Some tales need only a day and 100 pages. How does Jones pull this off?
She begins with a common problem of many adolescents: a summer holiday with no access to fun. Jones amplifies the common with the not-quite-so-common: protagonist Heather is stuck at a home which is also a tourist attraction. The girl yearns for the tourists to go away, and finds herself wishing on an old mound for an old story about a warlock named Wild Robert to be true.
Enter Jones’ fantasticness: the girl’s wish comes true. She made her wish on the warlock’s grave, and her wish wakes him up. He doesn’t waste time turning people into sheep, pulling old relatives out of paintings, compiling strewn garbage into nasty monsters who chase children–Wild Robert’s capable of anything, as Heather quickly learns. Only she sees him, restrains him from doing more than pranks. By the end of the day, the characters have connected, and we finally learn all of Wild Robert’s story.
The end.
Huh?
Yup. One day. One glorious, adventurous day. It’s not like Jones cut out with the final detail of Robert’s life. Rather, she ends with the promise of future adventures:
Wild Robert’s power really did end at sunset. He must be back in his mound now….Heather remembered that Wild Robert had made her promise to speak to him again tomorrow. He had known….She climbed the stairs to her little room in a corner of the old castle, smiling. Robert was full of tricks. Tomorrow she would understand him better….Heather fell asleep thinking of ways she might even rescue the treasure that was really Wild Robert’s heart….

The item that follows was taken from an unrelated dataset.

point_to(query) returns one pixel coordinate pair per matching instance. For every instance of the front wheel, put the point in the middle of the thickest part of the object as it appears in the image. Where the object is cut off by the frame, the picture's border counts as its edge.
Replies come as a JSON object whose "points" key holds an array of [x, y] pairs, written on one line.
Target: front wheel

But those days are different stories. I’m sure that if Jones had wished to return to these characters she would have, but she didn’t have to. Readers, especially Middle Grade readers, have plenty of imagination. Jones provided a place, the players, the premise. It’s all laid out. Wild Robert gave us “a day in the life.” Now it’s on the readers to imagine the rest of the life.
Don’t think that you have to provide your readers every bloody day between birth and death. If the heart of the story is in but one event, then that’s IT. You know readers can tell when a story is padded. Knock that off. Give them the adventure. Trust them to imagine more.